An empty August Bank Holiday gave Zoe and me the perfect excuse to spend another Sunday afternoon discovering some local countryside. Learning our lesson from the Woodhurst walk we made sure we found a ramble to a village which had a pub, in case of emergencies.
A few days earlier we’d had some pretty torrential showers, so we didn’t want to risk one of the walks out over the flood plains. Instead we struck out east, towards Holywell. Things started badly, with the first few hundred yards being unkept and knee-deep in stinging nettles – not great for the shorts-wearing other half. But we found a way around this section and carried on regardless.
The next stretch was better kept, but no less uninspiring.
We traipsed along a well wooded path with an overgrown water trench on one side and a lake we couldn’t see on the other, with the dull peace only occasionally broken by a boat pumping out crap pop jungle while dragging a water skier around in a circle.
We popped out into a pleasant meadow after a while, although it was only a short-lived break from the boring path. But thankfully a short walk later we were in Holywell – and a meander around this lovely little ring village later, we were in the pub.
The Old Ferry Boat Inn is a lovely looking pub that does very ordinary food and even more ordinary beer, but when it has a location as good as this and the weather is good, who cares? It was reasonably priced, warm (the food, not the beer) and politely served – that will do me.
Afterwards we wandered along the river, up to the church (pictured in the distance a few pictures below – 10p to anyone who can spot it…) and then through some gorgeous countryside, including some lovely meadows along the river – but again, only for about 20 minutes or so. Then we hit a long, horrible and overgrown car track that went past an equally unpleasant cement works – including having to pretty much walk along a wall to get past some flooding.
Our conclusion was that, for the most part, this isn’t a fun walk. However, the unpleasant bit is short and the place you get to is well worth getting through the boring bits to arrive at.

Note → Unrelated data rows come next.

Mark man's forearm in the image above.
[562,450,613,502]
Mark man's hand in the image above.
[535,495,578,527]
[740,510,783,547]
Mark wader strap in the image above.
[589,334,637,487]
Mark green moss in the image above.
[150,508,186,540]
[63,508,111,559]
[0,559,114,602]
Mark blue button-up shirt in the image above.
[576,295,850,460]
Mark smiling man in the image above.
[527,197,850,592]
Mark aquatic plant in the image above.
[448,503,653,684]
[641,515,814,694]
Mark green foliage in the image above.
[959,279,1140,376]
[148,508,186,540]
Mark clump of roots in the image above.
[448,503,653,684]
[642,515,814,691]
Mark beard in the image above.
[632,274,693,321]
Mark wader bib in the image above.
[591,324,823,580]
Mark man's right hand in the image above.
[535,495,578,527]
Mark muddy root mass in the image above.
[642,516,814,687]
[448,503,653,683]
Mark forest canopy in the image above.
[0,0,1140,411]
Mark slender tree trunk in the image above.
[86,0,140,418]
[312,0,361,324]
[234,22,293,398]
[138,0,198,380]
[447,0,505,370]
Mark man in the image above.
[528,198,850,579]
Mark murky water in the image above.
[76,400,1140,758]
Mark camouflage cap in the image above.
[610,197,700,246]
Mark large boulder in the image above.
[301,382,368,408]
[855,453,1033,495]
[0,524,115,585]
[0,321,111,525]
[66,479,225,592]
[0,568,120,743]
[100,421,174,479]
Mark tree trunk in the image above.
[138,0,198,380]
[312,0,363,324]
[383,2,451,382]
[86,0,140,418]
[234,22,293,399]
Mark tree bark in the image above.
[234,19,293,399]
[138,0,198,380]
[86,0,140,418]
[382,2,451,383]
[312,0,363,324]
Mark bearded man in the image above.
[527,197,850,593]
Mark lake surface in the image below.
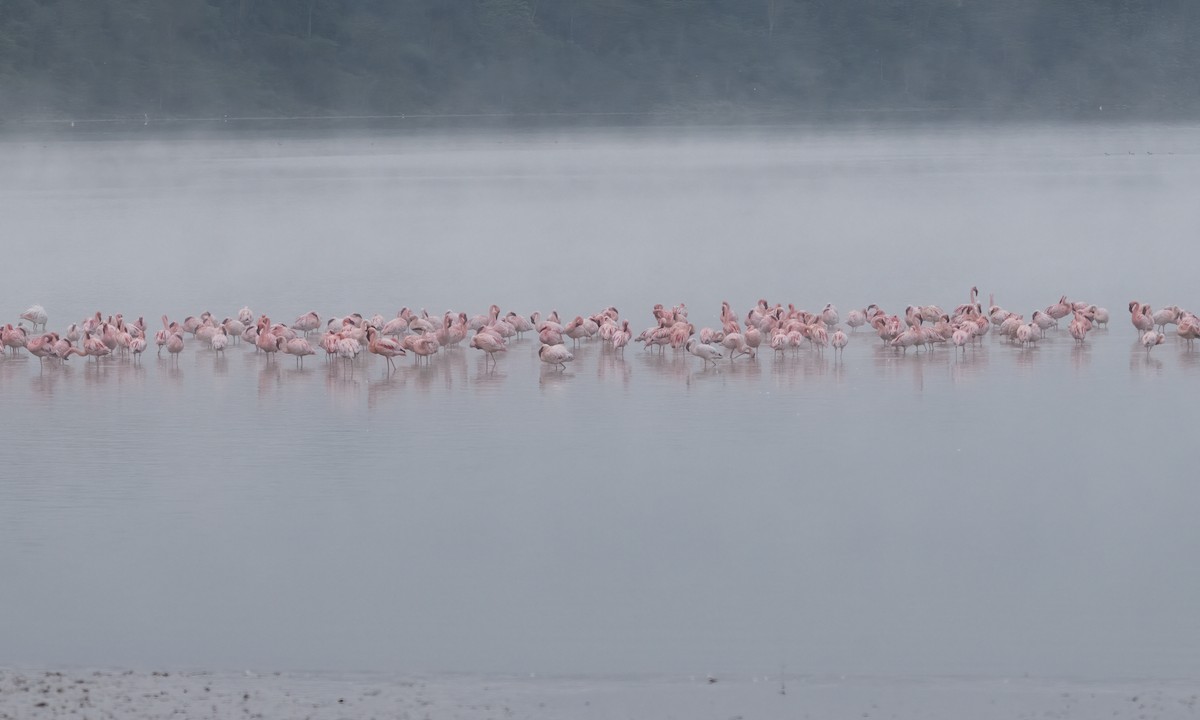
[0,126,1200,677]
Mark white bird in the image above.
[20,305,47,332]
[209,325,229,354]
[684,338,724,367]
[280,337,316,367]
[538,344,575,370]
[1141,330,1166,355]
[829,330,850,355]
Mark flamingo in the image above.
[362,328,408,371]
[0,323,28,356]
[130,336,146,362]
[1141,330,1166,355]
[280,337,317,367]
[410,335,438,365]
[538,344,575,370]
[163,332,184,362]
[611,320,634,353]
[292,311,320,337]
[20,305,47,332]
[25,332,58,364]
[470,332,509,367]
[83,332,113,362]
[829,330,850,356]
[1129,300,1154,337]
[209,325,229,354]
[684,338,724,367]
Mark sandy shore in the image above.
[0,668,1200,720]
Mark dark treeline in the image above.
[0,0,1200,119]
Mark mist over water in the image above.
[0,126,1200,677]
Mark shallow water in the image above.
[0,127,1200,677]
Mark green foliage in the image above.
[0,0,1200,119]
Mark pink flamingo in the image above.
[1141,330,1166,355]
[612,320,634,353]
[167,332,184,364]
[367,328,405,371]
[20,305,47,332]
[1129,300,1154,337]
[412,336,438,365]
[280,337,317,367]
[538,344,575,370]
[130,336,146,362]
[83,332,113,362]
[25,332,58,364]
[470,332,509,367]
[0,323,28,356]
[292,311,320,336]
[829,330,850,356]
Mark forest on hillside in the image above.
[0,0,1200,120]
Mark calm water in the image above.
[0,127,1200,677]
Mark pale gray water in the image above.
[0,127,1200,677]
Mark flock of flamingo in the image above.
[0,288,1200,372]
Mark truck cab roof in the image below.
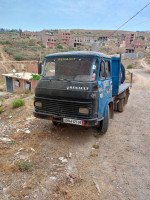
[45,51,111,59]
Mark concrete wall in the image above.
[123,52,144,59]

Next time we’ll definitely continue the walk on to next-door Needingworth and see what that village has to offer too.
When we got back to St Ives we met some friends and carried on drinking – which didn’t leave me in a great place for the following day’s football. Peterborough supporting Lee came along with his daughter and we sat/stood variously around the pitch feeling a bit sorry for ourselves.
A St Ives Town performance to match my hangover
The night before there had been a bunch of guys in the Oliver Cromwell pub (St Ives’ finest) in fancy dress being very, very drunk – the kind of drunk that makes other drunks feel sober in comparison. After this performance, it wouldn’t surprise me at all if some of them had been on the pitch against Kettering Town that Bank Holiday afternoon.
St Ives Town had started the season unbeaten; Kettering Town had played three, lost three, scored none and conceded nine. This was only going to go one way, right? Wrong…
It’s worth mentioning the Kettering fans here. Despite a terrible start to the season, and a terrible few years in which they’d been relegated, lost their ground and their players due to financial irregularities, and almost disappeared completely, they came in good numbers. A few weeks before Chertsey had brought maybe 15 – Kettering brought hundreds, and they were behind their team from the start.
The Kettering side is very young, but you could see they were starting to add a bit of league nous and steel to their obvious athleticism. They harried St Ives in a way they hadn’t experienced yet this season and were a lot tougher than they looked.
St Ives had no time on the ball and as plan A went out the window it became obvious fast that there wasn’t a plan B. The Saints were 1-0 down at half time and lucky it wasn’t more – surely a half time team talk and reshuffle would turn the tide?
The second half began much as the first had – and then, amazingly, got worse. One got sent off, a second goal went in, another got sent off, they gave away a (missed) penalty – it was awful. Lee’s daughter even managed to get stung by a wasp – but at least it meant she got to go home before the end! It was a bit of a footballing lesson for St Ives and in truth they probably needed to be brought down a peg after a great start – this must’ve solidly grounded them!
But I wasn’t put off at all. Not once did I dream of a comfy seat at the Emirates watching millionaires play the game as God meant it to be played. I’ll take my football with a pint, a bit of extra fat and the occasional glimpse of brilliance, thanks very much.